Ashdown expects the control areas to proliferate, starting with the east and west coasts of North America. “But a key issue is range. For instance if it’s just 12 miles off the US coast and you transit that at 90 degrees it will be a 12 mile journey. But if you take the Mediterranean, then that is a much longer time in the emission control area where you will be burning the more expensive fuel.
“So while at the moment it’s hard to say quite what it will mean in terms of cost, for some, shipping along the European shore will be very expensive, and we will be going to the European Commission to try and develop some other policy mechanisms which might offset these costs. But we have no interest in trying to re-negotiate the agreement with the IMO which we are very happy with.”
For British manufacturing the cost implications hinge on sector trade analysis. “For ships spending their time predominantly passing through emission control areas fuel costs will double. But if your ship tends to trade outside these areas then the cost increase will probably be minimal,” says Ashdown.
“Only half of the UK comes within the North Sea emission control area, so if you are trading Liverpool to New York you will find only a minimal increase in the cost of your fuel, other than that dictated by the general fuel price which of course is a level playing field.”
All transport costs will rise, says Unni Einemo. “But relatively speaking, the percentage of increases in shipping will remain quite low because of the capacity of ships to carry huge amounts of goods on a small amount of fuel.”
A core issue is the availability of sufficient volumes of low sulphur quality fuels. “We have great doubts on the availability of the required product by 2020,” says Isabelle Muller, secretary general of the European Petroleum Industry Association – fears shared by Dr Alec Coutroubis, a principal lecturer at the School of Engineering, University of Greenwich.
“How many suppliers can provide low sulphur quality fuel to ships bunkering around the world? My experience tells me not many. It is very likely that a ship complying with IMO regulations on the 4.5 per cent would find it difficult to find sources of fuel when, say, sailing from Africa to Europe and bunkering somewhere on the way.”

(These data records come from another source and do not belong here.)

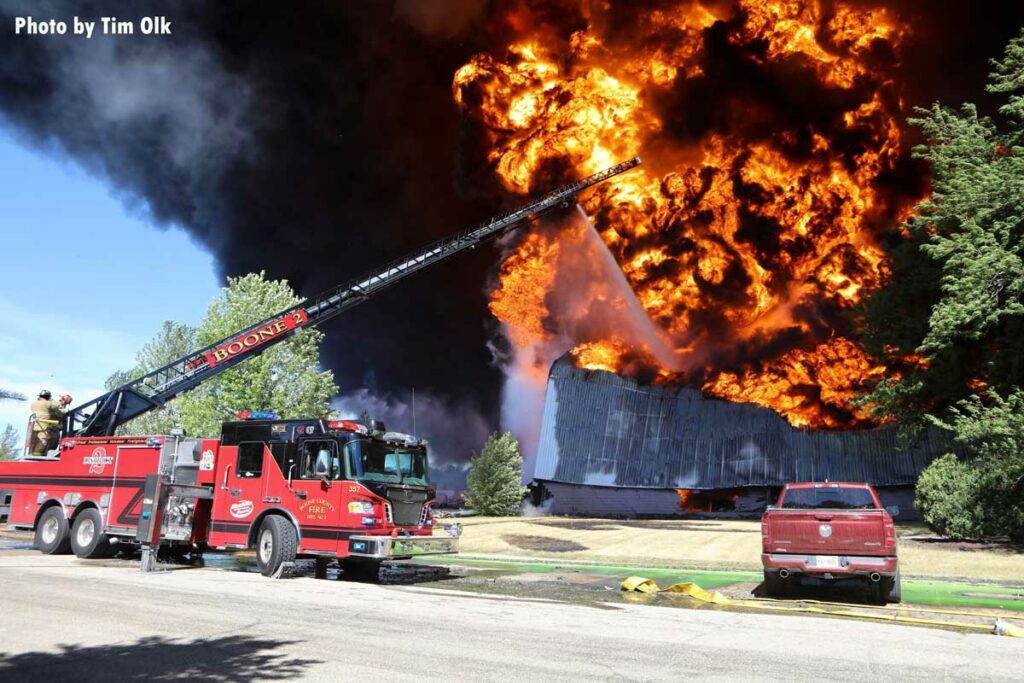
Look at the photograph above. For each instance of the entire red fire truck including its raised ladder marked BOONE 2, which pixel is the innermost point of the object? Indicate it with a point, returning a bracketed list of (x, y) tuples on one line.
[(289, 489)]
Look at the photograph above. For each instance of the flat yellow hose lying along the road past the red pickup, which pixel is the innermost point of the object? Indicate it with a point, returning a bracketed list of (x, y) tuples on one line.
[(643, 585)]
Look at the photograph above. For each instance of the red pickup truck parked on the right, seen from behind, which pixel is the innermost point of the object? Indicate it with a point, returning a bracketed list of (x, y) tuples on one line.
[(828, 534)]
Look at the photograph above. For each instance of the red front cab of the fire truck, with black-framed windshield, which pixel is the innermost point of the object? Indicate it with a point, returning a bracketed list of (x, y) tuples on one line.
[(336, 489)]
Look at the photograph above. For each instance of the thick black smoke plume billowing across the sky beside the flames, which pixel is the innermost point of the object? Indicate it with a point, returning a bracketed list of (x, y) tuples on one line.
[(315, 141)]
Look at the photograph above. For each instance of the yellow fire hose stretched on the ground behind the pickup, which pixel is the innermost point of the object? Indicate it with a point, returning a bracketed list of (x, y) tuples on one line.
[(1002, 627)]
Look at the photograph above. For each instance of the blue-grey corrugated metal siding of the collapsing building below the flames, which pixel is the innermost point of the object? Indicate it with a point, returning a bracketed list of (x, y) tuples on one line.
[(603, 430)]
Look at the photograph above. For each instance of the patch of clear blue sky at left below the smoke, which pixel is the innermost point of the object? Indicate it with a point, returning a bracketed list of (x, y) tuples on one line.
[(86, 282)]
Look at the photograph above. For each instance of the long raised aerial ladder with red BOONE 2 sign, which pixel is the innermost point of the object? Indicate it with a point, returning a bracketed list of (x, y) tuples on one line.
[(102, 416)]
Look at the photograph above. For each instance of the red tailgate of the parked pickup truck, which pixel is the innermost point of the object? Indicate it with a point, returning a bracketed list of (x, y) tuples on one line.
[(826, 532)]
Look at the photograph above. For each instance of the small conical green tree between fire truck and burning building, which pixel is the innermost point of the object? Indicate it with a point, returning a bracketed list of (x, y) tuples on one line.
[(493, 487)]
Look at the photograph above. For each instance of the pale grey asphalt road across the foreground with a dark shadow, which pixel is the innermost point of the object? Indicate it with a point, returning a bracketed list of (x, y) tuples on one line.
[(63, 619)]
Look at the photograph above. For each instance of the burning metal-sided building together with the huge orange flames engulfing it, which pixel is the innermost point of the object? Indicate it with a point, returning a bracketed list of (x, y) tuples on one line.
[(719, 283)]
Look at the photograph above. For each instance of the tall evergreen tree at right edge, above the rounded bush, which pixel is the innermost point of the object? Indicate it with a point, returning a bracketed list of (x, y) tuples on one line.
[(958, 292)]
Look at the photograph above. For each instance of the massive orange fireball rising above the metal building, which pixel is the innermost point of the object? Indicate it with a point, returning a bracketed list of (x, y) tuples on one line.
[(770, 132)]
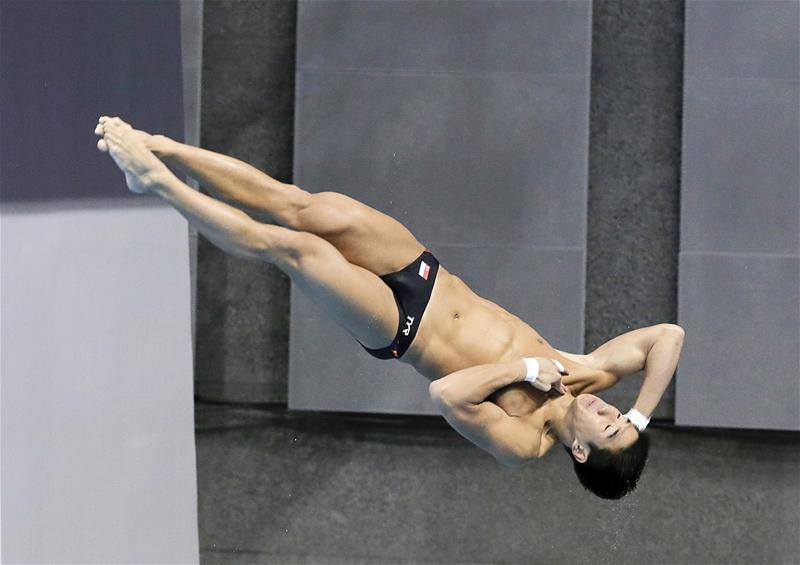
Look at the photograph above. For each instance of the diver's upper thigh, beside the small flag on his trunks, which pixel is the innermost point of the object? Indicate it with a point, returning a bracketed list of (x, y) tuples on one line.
[(363, 235)]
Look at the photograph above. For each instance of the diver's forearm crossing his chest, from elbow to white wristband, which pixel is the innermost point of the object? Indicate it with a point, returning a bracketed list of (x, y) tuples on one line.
[(475, 384)]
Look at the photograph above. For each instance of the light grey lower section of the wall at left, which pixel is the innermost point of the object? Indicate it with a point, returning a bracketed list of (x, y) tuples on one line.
[(97, 422)]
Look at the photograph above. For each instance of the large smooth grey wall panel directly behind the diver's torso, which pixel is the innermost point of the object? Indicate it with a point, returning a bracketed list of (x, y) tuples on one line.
[(467, 121)]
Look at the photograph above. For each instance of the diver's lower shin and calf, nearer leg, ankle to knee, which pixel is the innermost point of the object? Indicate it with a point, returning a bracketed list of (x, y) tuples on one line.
[(224, 225)]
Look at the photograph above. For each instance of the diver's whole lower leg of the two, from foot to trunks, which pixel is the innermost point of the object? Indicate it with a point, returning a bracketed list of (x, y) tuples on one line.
[(354, 297)]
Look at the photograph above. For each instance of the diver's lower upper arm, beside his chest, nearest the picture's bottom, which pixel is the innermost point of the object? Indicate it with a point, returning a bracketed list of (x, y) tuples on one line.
[(510, 439)]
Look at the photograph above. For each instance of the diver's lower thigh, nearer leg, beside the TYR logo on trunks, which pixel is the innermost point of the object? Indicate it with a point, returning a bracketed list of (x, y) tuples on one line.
[(355, 298)]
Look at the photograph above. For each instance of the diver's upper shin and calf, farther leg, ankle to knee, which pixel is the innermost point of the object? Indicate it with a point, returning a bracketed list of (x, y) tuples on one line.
[(227, 178)]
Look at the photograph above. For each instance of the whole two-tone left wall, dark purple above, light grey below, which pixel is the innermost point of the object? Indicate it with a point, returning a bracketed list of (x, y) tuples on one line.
[(98, 461)]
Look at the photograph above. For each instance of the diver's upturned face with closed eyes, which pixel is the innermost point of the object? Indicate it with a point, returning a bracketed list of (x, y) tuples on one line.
[(601, 424)]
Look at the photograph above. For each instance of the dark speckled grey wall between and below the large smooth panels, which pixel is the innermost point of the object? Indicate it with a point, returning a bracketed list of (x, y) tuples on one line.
[(278, 487)]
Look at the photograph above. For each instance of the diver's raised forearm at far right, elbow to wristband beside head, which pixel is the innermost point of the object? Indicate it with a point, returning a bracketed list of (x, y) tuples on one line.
[(660, 365)]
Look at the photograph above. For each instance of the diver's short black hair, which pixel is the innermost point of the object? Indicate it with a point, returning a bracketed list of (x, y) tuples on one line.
[(613, 474)]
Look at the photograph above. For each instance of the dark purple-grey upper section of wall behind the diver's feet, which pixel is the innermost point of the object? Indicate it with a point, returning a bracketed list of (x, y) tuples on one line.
[(64, 65)]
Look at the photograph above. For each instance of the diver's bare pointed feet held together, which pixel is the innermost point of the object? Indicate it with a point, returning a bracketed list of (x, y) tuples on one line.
[(128, 148)]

With a requirement to carry and switch between two types of fuel – low sulphur and bunker, together with compatible lubricants, engine room operational and design implications are another key issue. “I love the IMO,” says Coutroubis, “but politics precedes technology; political decisions come first and then engineers are asked to solve the problem.”
One promising approach is the use of sulphur and particle-removing sea water scrubbers – with BP Group Company, the Sussex-based Krystallon at the forefront of development. “If the fuels were available, Krystallon would have no role to play.
They are not available so Krystallon has a role to play,” says Dr Coutroubis.
Coutroubis, who has worked in corporate banking, set up and ran three businesses including a shipping company and a tool and machinery manufacturing firm, and is in no doubt fuel prices will slow down global trade.
“The difference between 1.5 per cent and 4.5 per cent is more on whether it is applicable and obtainable rather than massively more expensive. The cost is probably marginal, the economic implications minor compared with the impact of the price of oil. The issue is whether people can supply.
“At the beginning of this year analysts were hesitant about talking of $70 to $80 dollars. Now they’re talking $150 and the rest of it. The shipping industry has been booming in recent years, but with freight costs becoming very important, we are faced with the prospect of a fairly significant slowdown in the world economy.”